Manuel Vicente, en su carrera de joven violento, llegó a ser detenido en
un partido de fútbol.
Quise
también tener fama, y mala fama me gané. En el ejército conocí la
soledad, y todo el sueldo lo empleaba en mi placer. No descansaba
mucho, y algunos días empalmaba con el cuartel. Esta pérdida del dominio
parecía cada vez mayor, y cada vez abarcaba más ámbitos de mi vida, hasta que
volví a preguntarme qué o quién era eso que me controlaba, pero aún seguía sin
encontrar respuesta.
Algunas noches de desaliento y lejos de casa, me agarraba a un rosario
sin saber por qué. Parecía
esto algo que yo tampoco controlaba, pues toda mi vida remaba en la otra
dirección. Este rosario me lo trajeron mis padres ese verano, de Jerusalén.
Durante
algún tiempo más, mi vida siguió rumbo a la deriva, intentando ser feliz una y
otra vez. Buscaba con todas mis fuerzas, pero no conseguía florecer. “Lo intenté con la bebida, lo intenté con el placer, lo
intenté con la violencia, y con el dinero también.”
Un día mi
madre me invitó a un teatro, o eso quise yo entender. Resulta que era la
presentación de un libro, y yo de resaca lo fui a ver. Este libro hablaba sobre
‘El señor de los anillos’, y sin saber cómo ni por qué, mi pregunta sobre
la falta de dominio, fue resuelta por una vez. Ahí entendí quién era aquél que controlaba mi vida a su
antojo, mientras yo me las daba de ‘rebelde’, haciendo
siempre lo que quería en nombre de la libertad. Se llamaba Lucifer.
Estaba esclavizado, y aun así, no sabía qué hacer. Ya sabía lo que había, pero
no tenía fuerzas para tal monstruo repeler.
De
pronto, un día me cruzo con un viejo amigo de la infancia,
el mejor que tuve. Resulta que, hablando, después de algunos años parecimos
conectar otra vez. Empezamos a estudiar juntos, y comprobé que mi vida, se
contrastaba con la de él. Él tenía algo muy valioso, pero aún yo no sabía qué.
Lo veía feliz y transparente, y me gustaba estar con él. Me miraba sin
reproche, como al mismo mejor amigo de su infancia, sin importarle qué yo hacía
o qué había hecho. Él tenía una especie de luz.
Un día le
propuse tomar algo después de estudiar y me dijo que sí, pero que si no me importaba
antes fuéramos a escuchar una charla de un tal
‘Juan’. Era un catequista,
viejo conocido de mi infancia, el cual me sonaba en la distancia, pues llevaba
ya muchos años liado con mis asuntos.

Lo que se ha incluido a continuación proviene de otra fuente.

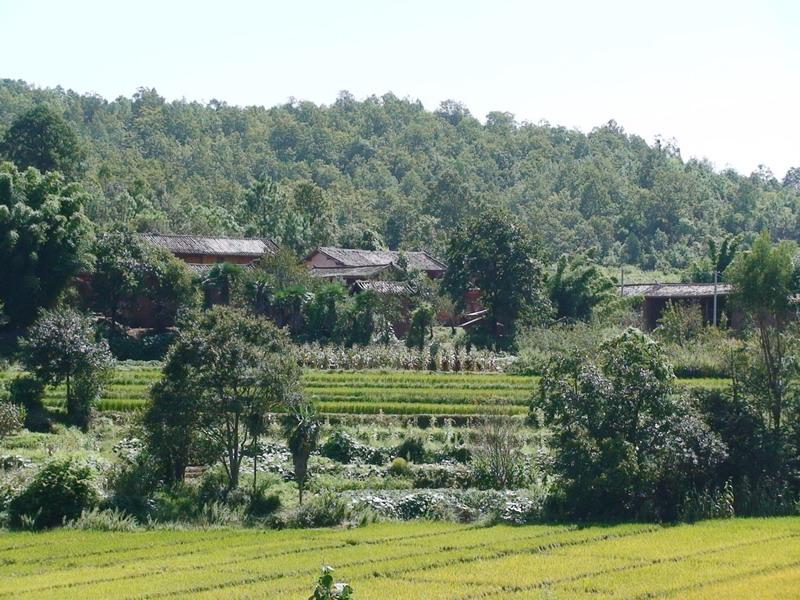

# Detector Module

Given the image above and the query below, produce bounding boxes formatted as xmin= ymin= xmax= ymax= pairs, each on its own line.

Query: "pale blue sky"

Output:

Otro teatro, eso pensé. Esta vez ya sabía
lo que había, y me sentí obligado a ceder. Ya no huía como cuando era
pequeño, pues como todo ciego, yo también quería ver.
Recuerdo
que llegamos al lugar de la charla y sentí mucha vergüenza, pues era muy
orgulloso y no me sentía muy bien. Fue en un colegio a 100 metros de mi casa,
en la misma acera, donde yo me encontré con ÉL. Allí estaba
Jesucristo esperándome, en cuánto lo vi, en ningún momento dudé que era Él. Comprendí gran parte de mi vida, ya sabía
por qué y también por quién. Sentí un amor tan grande que
todas las noches de ese mes, lloraba en mi habitación de rodillas, lamentando
que antes no estuviera con ÉL.
Luego sentí que debía volver a correr, cosa que me gustaba hacer de
pequeño, y ahora entiendo que es una herramienta que Dios me
ha dado para mantenerme lejos de mis debilidades, y en continua oración.
Algunos
piensan que corro por placer, pero lo cierto es que esta es la única forma que
tengo para cumplir la oración incesante que me pide San Pablo. Me encanta
correr por esos caminos, y hasta me relaciono con la naturaleza. “El Señor soberano es mi fuerza, ÉL me da piernas de
gacela y me hace caminar por las alturas”.
Desde
entonces todo han sido regalos y milagros, podría escribir miles, pero lo más
claro que te digo es… que hoy puedo brincar de alegría,
reír con ganas y hasta llorar, bailar sin vergüenza, pisotear esa careta y
mirar a la cara.
Puedo estudiar, amar a mi familia, a mis amigos y a veces, cuando Él está
conmigo, hasta a mis enemigos. Puedo ser útil, puedo ayudar a la gente que me
rodea, puedo ir a trabajar con ánimo, puedo respetarme a mí y a las chicas,
puedo disfrutar la vida…
¡Puedo ser feliz! Y tú
también puedes, pero si me preguntas cómo, cuándo, dónde o por qué… Solo podré
decirte que ¡todo se lo debo a Él, a Jesucristo!
Actualmente
camino en una comunidad neocatecumenal, y estoy abierto a la voluntad de Dios.